After hearing from its victims, it’s difficult to think of the Weigh Down program as anything other than predatory. The Christian diet program taught its followers that food was just another source of potential sin. This idea came from Shamblin, who claimed to be a prophet from God. Based on her teachings, believers who struggled with their weight were actually choosing food and earthly pleasures over their commitment to God. By this logic, the only way to better your relationship with the Lord was to be thin.

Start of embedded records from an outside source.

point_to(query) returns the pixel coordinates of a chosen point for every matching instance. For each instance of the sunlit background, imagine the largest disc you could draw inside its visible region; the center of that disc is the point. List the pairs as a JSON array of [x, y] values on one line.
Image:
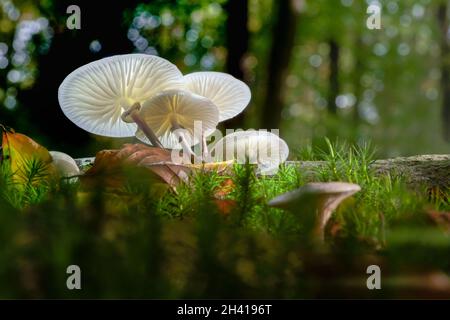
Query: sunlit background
[[314, 67]]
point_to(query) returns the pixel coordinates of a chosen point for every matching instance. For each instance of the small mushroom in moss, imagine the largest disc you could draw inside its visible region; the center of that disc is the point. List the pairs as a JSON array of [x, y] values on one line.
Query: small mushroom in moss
[[317, 201], [65, 165], [263, 148], [104, 96]]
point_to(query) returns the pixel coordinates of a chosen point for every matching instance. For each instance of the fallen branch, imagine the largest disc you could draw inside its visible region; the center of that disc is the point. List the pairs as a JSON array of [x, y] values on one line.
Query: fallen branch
[[431, 171]]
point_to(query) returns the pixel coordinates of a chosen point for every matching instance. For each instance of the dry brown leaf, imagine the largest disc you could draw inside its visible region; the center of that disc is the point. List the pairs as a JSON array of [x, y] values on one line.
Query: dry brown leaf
[[111, 167]]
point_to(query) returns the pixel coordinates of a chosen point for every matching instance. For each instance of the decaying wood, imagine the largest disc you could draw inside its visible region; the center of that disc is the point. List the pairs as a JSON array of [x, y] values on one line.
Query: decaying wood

And wouldn’t you know, Shamblin offered a great weight loss program for all of those Remnant Fellowship Church. members looking to lose a few pounds.

There aren’t many topics that are as triggering for the average American as religion and weight. By connecting them, the Weigh Down Workshop pitted two forms of guilt about unrealistic expectations against each other, creating an ouroboros of self-hatred for these women. But this program’s nefarious trap didn’t stop there. As many interviewed former members attest, Shamblin also emphasized that a woman’s place in the household was to be subservient to her husband. This belief was preached to its absolute extremes. One member was hospitalized while trying to keep up with the demands of this program. When she finally reached out to her husband to pick her up, he refused on the advice of the Remnant Fellowship Church leaders. His reasoning? Because her hospitalization was self-inflicted, he claimed that she wasn’t being respectful to him as a wife.

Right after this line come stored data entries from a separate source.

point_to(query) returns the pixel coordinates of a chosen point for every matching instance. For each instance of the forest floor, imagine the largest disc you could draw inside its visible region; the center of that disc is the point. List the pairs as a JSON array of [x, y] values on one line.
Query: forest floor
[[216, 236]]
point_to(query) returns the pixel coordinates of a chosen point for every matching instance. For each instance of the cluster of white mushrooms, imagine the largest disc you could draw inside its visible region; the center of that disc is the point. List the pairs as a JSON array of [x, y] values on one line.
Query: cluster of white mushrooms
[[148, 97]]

The Way Down is filled with stories like these. All of them are sickening in how relentlessly exploitative they are. Repeatedly, these women’s faith in God and love of their husbands and families were used against them all in the interest of making a quick buck. It’s a deeply upsetting saga of greed, corruption, and fear. At least that’s the case if you can look past this con’s founder and judge her based on her moral crimes.

The first three episodes of The Way Down are available now, September 30, on HBO Max. The final two episodes are set to premiere in early 2022.